17 Dicembre 2013

Lo sciopero dei mezzi ha paralizzato la città

Lo sciopero dei mezzi ha paralizzato la città

Gli ingorghi non si sciolgono neppure dopo pranzo, a sciopero finito. Circonvallazioni intasate, l’ Area C gratuita e ingolfata, centinaia di persone in coda per un taxi in Centrale. Il lunedì nero era iniziato presto, un quarto alle nove, quando i lavoratori del trasporto pubblico hanno abbandonato il turno in Atm e FerrovieNord. Quattro ore di paralisi annunciata; fermi i metrò; molto rallentato il servizio di bus e tram; presidio dimezzato alle stazioni dei treni.
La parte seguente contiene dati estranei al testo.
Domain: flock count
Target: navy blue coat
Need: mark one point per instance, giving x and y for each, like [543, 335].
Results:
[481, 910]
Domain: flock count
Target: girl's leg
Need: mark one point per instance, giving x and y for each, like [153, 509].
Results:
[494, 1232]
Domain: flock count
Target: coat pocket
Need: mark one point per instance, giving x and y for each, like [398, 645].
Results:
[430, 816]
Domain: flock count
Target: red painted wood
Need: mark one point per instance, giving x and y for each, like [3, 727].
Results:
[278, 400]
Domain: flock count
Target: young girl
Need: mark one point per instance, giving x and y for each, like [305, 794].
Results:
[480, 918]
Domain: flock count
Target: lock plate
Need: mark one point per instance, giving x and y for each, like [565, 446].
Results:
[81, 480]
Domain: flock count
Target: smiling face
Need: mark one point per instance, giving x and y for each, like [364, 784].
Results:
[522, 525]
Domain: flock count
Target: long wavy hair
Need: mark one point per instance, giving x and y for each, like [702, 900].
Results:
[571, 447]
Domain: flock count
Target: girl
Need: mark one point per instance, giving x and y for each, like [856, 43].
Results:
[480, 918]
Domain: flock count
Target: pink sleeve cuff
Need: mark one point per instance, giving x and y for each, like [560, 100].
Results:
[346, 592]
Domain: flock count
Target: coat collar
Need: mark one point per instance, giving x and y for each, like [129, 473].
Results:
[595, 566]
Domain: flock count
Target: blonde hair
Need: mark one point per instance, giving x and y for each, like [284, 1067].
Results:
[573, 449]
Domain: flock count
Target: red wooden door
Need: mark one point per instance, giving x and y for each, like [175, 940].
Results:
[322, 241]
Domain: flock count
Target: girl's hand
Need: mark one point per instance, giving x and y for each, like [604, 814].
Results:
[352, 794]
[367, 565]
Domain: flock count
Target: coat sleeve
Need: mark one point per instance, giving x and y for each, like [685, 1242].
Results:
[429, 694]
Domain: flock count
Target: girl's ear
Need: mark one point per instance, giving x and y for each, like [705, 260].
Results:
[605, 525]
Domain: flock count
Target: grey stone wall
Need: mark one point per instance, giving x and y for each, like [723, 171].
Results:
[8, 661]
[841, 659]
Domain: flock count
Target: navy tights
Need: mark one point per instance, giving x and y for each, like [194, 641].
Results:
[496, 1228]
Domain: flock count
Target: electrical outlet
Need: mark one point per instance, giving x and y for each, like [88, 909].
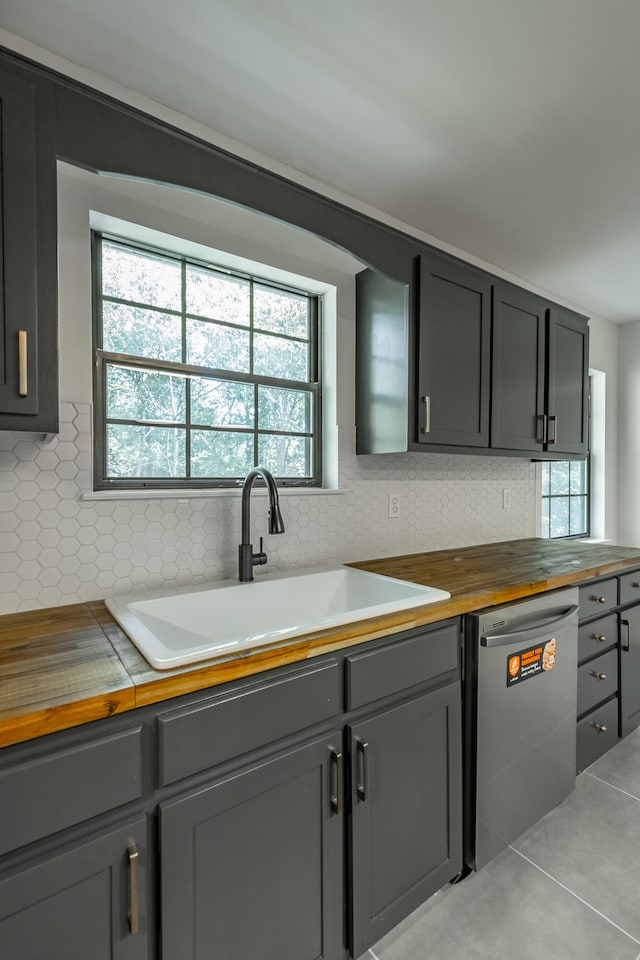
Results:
[394, 505]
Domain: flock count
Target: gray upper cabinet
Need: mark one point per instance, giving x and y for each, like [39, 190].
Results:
[28, 294]
[519, 343]
[454, 344]
[461, 362]
[252, 863]
[568, 382]
[540, 375]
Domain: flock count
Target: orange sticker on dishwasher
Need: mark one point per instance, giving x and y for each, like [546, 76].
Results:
[530, 662]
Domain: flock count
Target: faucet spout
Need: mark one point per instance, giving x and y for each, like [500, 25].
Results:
[247, 559]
Tutti in cammino, la lunga marcia verso l’ ufficio. Poco dopo le nove, nel caos di corso di Porta Vittoria, un pullman della 73 ha inchiodato per evitare un pedone: 5 contusi. Rabbia su Facebook e Twitter: «Vergogna!». Il settore del trasporto pubblico locale aspetta da cinque anni il rinnovo del contratto nazionale di categoria. La mobilitazione dei lavoratori, ieri, è stata compatta: dietro c’ erano tutte le sigle sindacali. Erano senza simboli e bandiere, invece, i dipendenti Atm della divisione Mobilità che hanno presidiato piazza Scala: controllori, guardie giurate e ausiliari della sosta chiedono sicurezza e la revisione degli accordi del 2000. L’ assessore comunale Pierfrancesco Maran indirizza a Roma uno sfogo condiviso coi colleghi di Torino e della Capitale: «È incredibile che ogni volta che si discute di trasporti con il governo si debba parlare solo di tagli». O meglio: i servizi aumentano (vedi Assago, Comasina e la linea «lilla»), le risorse no. Precisa l’ assessore regionale Del Tenno: «Nessun taglio nel 2014». Temporaneamente accantonata l’ emergenza trasporti, ora s’ impone la crisi ambientale. I livelli di inquinamento doppiano la soglia d’ attenzione da nove giorni consecutivi. Oggi, alla cabina di regia convocata in Provincia, gli enti locali valuteranno misure d’ urgenza ed eventuali deroghe: Milano è pronta ad applicare il protocollo antismog e a bloccare da domani i veicoli diesel Euro 3, mentre i sindaci dell’ hinterland preferiscono rinviare i blocchi a gennaio. Il motivo? Economico. Questa è la settimana dello shopping di Natale, Assolombarda e Unione del commercio invocano clemenza per salvare gli affari. Simonpaolo Buongiardino, presidente di Assomobilità e MeglioMilano, sposa la linea del Codacons: «I divieti non pagano – argomenta -. Perché non permettere ai milanesi l’ accesso gratuito su tram, bus e metrò?». Replica Maran: «Una boutade surreale in questa fase di crisi delle risorse». Armando Stella.